Andrew Gough has now written to tell me that all wills proved in England and Wales between 1858 and 1925 have been digitised and can be seen free-of-charge on the computers at LDS family history centres worldwide, including our local one at Whitchurch. To find a particular will, you would need to search one of the existing indexes, e.g. on Ancestry or https://probatesearch.service.gov.uk/#calendar, and note the date and place of probate.
You then go to the FamilySearch “Catalog” (NOT “Records”) at https://www.familysearch.org/search/catalog, and choose one of
- Record copy wills for the Principal Registry, 1858-1925:(for wills proved at “Principal Registry” or at “London”)
- Record copy wills from the District Probate Registries, 1858-1899
- Record copy wills from the District Probate Registries, 1900-1925
Each of these contains about 1000 files, so look for the one containing your will. The wills seem to be arranged by year, initial letter of surname, month, probate registry, and then roughly by date, but usually with men before women. This much you can do at home, but the final step, which is to click on the camera symbol next to the file you want, and open up the images of the wills within it, can only be done in an LDS library.

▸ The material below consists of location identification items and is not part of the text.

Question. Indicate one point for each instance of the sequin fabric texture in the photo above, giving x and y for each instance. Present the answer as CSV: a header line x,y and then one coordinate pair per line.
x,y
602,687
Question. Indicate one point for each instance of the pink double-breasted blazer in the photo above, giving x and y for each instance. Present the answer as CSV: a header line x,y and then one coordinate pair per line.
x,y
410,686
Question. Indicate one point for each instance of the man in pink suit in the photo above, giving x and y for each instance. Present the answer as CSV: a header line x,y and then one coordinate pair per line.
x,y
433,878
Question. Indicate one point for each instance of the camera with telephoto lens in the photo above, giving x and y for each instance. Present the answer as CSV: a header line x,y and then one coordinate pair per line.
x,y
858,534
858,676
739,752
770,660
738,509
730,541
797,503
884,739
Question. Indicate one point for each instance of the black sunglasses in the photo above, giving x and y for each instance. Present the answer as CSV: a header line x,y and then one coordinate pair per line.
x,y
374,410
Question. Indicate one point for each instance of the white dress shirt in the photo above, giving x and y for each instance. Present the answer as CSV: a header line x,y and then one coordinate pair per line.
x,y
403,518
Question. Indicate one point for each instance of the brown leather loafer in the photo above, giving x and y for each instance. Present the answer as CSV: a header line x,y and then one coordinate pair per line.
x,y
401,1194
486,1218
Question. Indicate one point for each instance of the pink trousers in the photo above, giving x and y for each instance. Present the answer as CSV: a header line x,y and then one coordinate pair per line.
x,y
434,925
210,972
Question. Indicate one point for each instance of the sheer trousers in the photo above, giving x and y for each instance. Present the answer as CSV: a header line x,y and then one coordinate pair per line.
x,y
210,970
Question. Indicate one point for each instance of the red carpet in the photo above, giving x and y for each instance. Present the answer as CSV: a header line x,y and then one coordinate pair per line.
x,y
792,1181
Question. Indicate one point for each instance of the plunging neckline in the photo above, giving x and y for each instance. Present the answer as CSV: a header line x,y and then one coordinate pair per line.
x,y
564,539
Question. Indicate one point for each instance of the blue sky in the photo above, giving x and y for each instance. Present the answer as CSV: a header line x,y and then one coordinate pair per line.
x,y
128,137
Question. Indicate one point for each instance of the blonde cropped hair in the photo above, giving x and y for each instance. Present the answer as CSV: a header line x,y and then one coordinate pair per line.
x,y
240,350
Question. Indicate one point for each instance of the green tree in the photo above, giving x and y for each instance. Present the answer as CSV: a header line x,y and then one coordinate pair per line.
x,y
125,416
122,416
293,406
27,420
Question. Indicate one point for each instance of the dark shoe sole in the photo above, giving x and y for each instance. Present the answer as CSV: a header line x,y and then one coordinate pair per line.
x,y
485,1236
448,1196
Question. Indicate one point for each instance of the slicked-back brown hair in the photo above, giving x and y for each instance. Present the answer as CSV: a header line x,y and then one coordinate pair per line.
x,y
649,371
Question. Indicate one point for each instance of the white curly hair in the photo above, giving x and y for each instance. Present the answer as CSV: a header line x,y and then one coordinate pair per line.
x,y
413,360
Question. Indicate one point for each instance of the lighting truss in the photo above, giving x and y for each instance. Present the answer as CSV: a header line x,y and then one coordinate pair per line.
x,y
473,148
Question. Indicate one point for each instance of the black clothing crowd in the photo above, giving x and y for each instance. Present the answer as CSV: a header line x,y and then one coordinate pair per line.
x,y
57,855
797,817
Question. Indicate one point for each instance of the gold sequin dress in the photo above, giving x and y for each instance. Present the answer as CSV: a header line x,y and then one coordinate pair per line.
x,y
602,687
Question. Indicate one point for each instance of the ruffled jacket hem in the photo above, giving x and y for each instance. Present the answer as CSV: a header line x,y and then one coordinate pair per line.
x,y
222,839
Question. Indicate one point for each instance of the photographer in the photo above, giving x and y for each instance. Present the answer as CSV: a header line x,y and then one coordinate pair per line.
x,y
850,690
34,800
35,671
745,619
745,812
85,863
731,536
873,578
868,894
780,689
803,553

This facility is part of an LDS project to digitise their huge collection of microfilms. They are providing access from most parts of the world to images of many records which are not otherwise available online,e.g. most (but not quite all) pre-1858 Bristol wills:
Probate records, 1571-1857, for Bristol Co., England
and many Bristol parish registers, such as
England, Gloucestershire, Bristol, St. Mary-Redcliffe, parish registers, 1559-1932, and
England, Gloucestershire, Bristol, St. Phillip and St. Jacob’s Church, parish registers, 1576-1932
If there is no camera symbol, then those particular images are not yet available.
Thanks to Andrew for that information.